Gabriele Minì si aggiudica la sprint race all’Hungaroring e guadagna punti importantissimi in ottica campionato, complice anche l’eccessiva foga di Tsolov che lo porta al ritiro dopo un incidente senza dubbio evitabile con Montoya.
Approfittano bene della situazione Dino Beganovic e Laurens Van Hoepen, che chiudono a podio dopo i ritiri davanti a loro, mentre un ottimo Rafael Camara chiude quarto dopo essere partito dalla quinta fila in nona posizione.
Buona prova anche per ART GP che chiude bene e a punti con entrambe le vetture, P5 per il poleman Maini e P6 per Inthraphuvasak, non senza una piccola lotta interna nelle fasi centrali della gara.

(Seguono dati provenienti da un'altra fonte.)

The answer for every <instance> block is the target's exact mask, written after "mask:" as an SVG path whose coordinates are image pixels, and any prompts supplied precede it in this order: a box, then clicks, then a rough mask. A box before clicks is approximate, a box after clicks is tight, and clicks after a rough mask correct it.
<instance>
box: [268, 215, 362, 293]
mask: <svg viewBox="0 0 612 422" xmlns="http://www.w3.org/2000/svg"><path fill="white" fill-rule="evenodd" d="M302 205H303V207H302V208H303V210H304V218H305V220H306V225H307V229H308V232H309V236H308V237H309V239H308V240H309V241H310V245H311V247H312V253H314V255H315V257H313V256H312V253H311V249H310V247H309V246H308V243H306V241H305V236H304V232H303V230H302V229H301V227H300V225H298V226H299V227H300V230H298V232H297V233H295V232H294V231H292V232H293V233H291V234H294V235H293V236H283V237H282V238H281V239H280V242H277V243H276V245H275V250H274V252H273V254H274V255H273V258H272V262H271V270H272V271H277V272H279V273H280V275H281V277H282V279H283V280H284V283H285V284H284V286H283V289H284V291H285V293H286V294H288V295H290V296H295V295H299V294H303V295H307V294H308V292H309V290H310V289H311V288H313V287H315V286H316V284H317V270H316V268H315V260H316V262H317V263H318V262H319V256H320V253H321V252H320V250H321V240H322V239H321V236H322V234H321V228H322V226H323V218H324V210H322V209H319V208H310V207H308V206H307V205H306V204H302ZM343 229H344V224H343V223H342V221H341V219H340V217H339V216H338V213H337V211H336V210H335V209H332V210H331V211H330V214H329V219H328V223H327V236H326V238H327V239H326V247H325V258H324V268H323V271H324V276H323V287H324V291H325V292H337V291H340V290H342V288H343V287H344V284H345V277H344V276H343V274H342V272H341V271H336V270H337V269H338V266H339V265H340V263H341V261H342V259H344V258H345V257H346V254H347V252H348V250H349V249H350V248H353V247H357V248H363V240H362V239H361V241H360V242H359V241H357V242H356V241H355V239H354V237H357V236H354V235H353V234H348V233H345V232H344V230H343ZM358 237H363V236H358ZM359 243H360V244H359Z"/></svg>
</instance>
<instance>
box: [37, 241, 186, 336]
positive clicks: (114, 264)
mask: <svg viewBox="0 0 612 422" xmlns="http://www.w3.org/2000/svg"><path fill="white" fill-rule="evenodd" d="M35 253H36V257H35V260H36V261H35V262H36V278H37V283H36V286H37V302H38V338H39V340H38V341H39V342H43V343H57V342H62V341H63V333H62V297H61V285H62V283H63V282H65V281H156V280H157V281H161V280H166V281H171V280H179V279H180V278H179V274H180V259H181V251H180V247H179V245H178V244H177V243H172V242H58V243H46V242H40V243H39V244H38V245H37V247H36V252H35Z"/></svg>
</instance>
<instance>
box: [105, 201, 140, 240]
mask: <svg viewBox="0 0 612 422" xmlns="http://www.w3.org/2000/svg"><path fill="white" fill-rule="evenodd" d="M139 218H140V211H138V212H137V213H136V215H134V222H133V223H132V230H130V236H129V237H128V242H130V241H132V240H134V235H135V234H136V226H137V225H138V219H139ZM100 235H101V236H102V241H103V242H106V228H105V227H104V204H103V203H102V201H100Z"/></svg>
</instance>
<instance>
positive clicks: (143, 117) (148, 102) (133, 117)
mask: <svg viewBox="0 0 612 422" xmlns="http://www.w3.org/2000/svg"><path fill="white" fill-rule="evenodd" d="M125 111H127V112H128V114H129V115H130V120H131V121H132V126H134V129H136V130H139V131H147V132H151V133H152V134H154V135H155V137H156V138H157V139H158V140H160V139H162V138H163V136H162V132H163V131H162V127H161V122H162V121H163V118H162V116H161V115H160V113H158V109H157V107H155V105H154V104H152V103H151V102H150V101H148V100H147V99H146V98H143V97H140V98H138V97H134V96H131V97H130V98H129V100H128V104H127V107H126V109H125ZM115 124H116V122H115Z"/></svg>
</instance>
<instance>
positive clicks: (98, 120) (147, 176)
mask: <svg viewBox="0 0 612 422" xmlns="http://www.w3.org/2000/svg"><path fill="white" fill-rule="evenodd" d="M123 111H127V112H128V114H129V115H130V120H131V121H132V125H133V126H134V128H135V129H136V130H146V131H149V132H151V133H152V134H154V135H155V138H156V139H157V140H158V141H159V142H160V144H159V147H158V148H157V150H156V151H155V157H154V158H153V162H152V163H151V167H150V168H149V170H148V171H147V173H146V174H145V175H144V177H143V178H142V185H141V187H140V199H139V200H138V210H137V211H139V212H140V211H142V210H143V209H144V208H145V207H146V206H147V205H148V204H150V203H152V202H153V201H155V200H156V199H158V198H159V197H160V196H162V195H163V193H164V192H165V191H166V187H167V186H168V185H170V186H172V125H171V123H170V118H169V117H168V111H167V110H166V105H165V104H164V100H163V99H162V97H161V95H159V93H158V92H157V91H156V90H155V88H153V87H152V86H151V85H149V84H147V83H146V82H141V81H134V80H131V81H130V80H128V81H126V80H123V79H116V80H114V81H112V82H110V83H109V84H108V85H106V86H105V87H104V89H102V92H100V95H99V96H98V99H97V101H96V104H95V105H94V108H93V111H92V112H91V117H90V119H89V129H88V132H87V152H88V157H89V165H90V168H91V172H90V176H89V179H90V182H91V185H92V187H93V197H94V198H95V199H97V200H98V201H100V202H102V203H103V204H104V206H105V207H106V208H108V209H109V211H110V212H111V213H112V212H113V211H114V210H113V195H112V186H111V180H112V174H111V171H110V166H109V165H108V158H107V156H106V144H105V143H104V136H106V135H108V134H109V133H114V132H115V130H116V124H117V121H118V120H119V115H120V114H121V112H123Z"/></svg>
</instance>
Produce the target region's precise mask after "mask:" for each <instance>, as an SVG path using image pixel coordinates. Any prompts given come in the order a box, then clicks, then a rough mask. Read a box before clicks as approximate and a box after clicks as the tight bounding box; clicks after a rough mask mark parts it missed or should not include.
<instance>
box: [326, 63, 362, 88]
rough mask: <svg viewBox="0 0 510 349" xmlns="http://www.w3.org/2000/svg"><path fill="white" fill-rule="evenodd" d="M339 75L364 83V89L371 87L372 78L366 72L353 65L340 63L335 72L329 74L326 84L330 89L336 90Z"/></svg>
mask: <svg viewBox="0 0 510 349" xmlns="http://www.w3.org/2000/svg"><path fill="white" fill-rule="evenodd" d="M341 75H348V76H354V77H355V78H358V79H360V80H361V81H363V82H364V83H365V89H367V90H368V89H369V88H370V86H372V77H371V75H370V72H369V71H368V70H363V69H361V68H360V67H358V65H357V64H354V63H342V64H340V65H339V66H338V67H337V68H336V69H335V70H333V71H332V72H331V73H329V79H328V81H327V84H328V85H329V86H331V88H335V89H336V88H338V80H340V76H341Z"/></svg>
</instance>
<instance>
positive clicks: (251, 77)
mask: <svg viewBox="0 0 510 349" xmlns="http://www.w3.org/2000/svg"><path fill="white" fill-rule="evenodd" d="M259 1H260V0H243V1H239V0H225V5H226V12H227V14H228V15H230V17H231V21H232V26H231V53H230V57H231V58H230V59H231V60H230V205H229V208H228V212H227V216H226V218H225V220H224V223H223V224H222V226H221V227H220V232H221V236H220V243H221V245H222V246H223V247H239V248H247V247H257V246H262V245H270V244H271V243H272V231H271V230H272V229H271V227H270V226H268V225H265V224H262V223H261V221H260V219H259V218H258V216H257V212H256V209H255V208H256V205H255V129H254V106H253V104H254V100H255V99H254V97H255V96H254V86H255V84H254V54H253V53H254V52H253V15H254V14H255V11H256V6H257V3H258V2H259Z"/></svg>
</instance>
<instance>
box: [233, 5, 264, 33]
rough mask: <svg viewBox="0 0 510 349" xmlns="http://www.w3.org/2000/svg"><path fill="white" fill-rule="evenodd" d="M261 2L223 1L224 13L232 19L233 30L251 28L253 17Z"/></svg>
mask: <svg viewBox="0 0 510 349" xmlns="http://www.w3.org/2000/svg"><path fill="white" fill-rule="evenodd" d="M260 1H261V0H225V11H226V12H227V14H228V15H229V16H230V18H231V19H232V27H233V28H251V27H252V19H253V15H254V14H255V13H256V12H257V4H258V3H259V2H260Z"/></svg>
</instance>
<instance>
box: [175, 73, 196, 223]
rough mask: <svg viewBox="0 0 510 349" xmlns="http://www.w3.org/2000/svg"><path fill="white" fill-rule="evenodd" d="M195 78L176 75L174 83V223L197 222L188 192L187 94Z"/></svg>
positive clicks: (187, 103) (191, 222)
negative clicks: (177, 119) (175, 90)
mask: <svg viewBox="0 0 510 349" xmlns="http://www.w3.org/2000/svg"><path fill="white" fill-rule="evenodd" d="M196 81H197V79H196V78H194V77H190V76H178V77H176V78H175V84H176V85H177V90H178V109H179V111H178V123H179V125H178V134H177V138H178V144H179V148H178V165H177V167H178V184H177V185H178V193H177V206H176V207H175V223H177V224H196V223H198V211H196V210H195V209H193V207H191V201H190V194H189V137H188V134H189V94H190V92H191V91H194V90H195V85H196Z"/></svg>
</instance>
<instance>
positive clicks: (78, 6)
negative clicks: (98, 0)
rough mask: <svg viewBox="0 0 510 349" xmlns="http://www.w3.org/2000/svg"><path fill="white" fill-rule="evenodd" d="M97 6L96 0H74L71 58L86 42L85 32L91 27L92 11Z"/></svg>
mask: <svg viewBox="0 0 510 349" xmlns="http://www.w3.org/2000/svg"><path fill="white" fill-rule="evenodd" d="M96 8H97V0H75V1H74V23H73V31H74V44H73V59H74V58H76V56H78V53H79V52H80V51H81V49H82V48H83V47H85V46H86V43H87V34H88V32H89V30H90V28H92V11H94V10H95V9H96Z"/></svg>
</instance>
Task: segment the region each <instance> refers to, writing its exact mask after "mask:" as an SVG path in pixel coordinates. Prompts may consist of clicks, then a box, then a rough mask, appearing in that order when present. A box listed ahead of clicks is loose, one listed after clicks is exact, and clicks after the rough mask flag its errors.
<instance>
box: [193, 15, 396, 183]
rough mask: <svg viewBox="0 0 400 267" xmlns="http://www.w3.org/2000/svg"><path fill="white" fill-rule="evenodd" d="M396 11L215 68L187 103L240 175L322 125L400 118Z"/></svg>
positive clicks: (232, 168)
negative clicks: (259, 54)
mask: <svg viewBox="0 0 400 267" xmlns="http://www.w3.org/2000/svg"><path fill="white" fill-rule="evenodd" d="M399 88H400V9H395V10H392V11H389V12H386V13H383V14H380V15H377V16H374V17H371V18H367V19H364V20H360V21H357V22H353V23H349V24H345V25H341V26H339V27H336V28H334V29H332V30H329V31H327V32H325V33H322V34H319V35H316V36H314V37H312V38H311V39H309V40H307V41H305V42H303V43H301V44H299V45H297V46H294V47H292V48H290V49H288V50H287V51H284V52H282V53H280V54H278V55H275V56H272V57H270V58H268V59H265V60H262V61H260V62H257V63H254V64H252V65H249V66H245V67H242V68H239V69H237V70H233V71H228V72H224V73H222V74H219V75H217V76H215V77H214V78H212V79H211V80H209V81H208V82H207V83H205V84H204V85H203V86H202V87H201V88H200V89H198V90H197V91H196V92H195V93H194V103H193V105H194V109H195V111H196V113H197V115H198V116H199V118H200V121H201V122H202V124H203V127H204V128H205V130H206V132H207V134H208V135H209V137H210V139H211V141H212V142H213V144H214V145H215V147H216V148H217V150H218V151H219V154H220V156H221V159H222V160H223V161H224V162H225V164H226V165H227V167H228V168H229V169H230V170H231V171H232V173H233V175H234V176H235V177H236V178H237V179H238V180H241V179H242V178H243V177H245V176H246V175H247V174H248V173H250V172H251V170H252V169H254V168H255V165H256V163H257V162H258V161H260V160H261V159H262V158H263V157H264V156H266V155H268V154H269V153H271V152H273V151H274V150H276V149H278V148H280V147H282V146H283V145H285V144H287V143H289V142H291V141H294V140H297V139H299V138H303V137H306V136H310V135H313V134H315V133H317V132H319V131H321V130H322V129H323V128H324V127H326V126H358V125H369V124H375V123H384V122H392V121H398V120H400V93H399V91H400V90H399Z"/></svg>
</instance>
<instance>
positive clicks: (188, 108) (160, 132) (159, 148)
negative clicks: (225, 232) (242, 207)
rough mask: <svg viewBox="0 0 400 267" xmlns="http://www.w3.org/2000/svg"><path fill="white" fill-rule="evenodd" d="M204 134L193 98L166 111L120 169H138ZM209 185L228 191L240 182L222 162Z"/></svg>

Recap della sprint: Minì paziente, Tsolov decisamente no
Non è stata sicuramente la più elettrizzante gara di Formula 2 degli ultimi tempi, ma le emozioni non sono mancate nonostante i piloti fossero molto concentrati sula gestione degli pneumatici e meno sul passo puro, spesso “addormentato” per non surriscaldare le gomme.
In partenza il gruppone si apre a ventaglio e tra i primi, ad aver avuto lo spunto migliore e senza dubbio Tsolov che partito quarto riesce a guadagnare la terza posizione su Beganovic, mentre in testa la situazione rimane invariata: Montoya conduce e Minì lo segue.
Il colombiano cerca di aprire il gap nel corso del primo giro, ma il palermitano è furbo e decide di pazientare per i primi giri, per poi, nel corso della settima tornata, rifarsi decisamente sotto per tentare l’attacco.
Il messaggio del team MP Motorsport al pilota in corsa per il titolo però è chiaro, non vogliono che Gabriele esageri nell’attacco chiedendo troppo alla gomma, soprattutto senza la certezza di chiudere la manovra e prendere la leadership, per cui Minì mostra molta maturità senza mai affondare davvero il colpo fino al giro 17, in cui, dopo una fase quantomeno monotona della sprint race, il palermitano con una manovra intelligente completa l’incrocio in curva 1 dopo aver indotto il rivale al bloccaggio dell’anteriore; da qui in avanti nessuno riuscirà più a impensierirlo.
Mentre a centro gruppo si accende la lotta tra le due ART, con Maini che finalmente riesce a mettere il compagno di squadra alle sue spalle, davanti ecco che abbiamo una piccola anteprima di ciò che succederà qualche giro più tardi: Tsolov nonostante la distanza quasi proibitiva dalla Prema di Montoya decide comunque di cercare uno spazio all’interno, arrivando a bloccare l’anteriore e per questione di centimetri riuscire ad evitare il contatto.
Contatto che però inevitabilmente arriva al giro 21, e sarà fatale per entrambi: stessa dinamica, Tsolov insegue ma non è ancora abbastanza vicino da poter essere davvero in grado di chiudere la manovra, eppure, nonostante mancassero ancora molti giri, e nonostante essendo leader del campionato non possa permettersi qiesti errori, decide comunque di buttarsi all’interno, arrivando alla corda senza alcuna possibilità di chiudere la curva e centrando in pieno l’anteriore destra deell’incolpevole Montoya.
Ritiro per entrambi appunto e regime di VSC attivo per un paio di giri, con Tsolov che continua a mangiarsi le mani, poiché se la manovra dovesse essere giudicata meritevole di penalità, essa consisterà in un grid drop per la gara lunga di domani, inspiegabile l’irruenza del bulgaro.
Ad animare gli ultimi giri di gara c’è l’altra Campos, quella rimasta in gara, ovvero quella di Noel Leon, che prima compie una manovra molto aggressiva ma efficace ai danni di Durksen in curva 2 per la settima posizione, spingendo anche il pilota Invicta leggermente sull’erba dopo un incrocio di traiettore, e poi si vede assegnare una penalità di 5 secondi per un infrazione sotto VSC; proverà ad aprire il gap sui piloti alle sue spalle ma alla fine non basterà e si troverà fuori dai punti.
Eccoci quindi alla bandiera a scacchi: Minì conduce diligentemente e porta a casa una vittoria cruciale (con giro veloce) che riduce sensibilmente il distacco in testa alla classifica, mentre chiudono il podio Beganovic e Van Hoepen.
Buona prova come dicevamo prima per Camara, seguito dalle ART, poi dal compagno Durksen, che riprende la settima posizione a seguito della penalità di Leon, e Martinius Stenshorne che chiude la zona punti.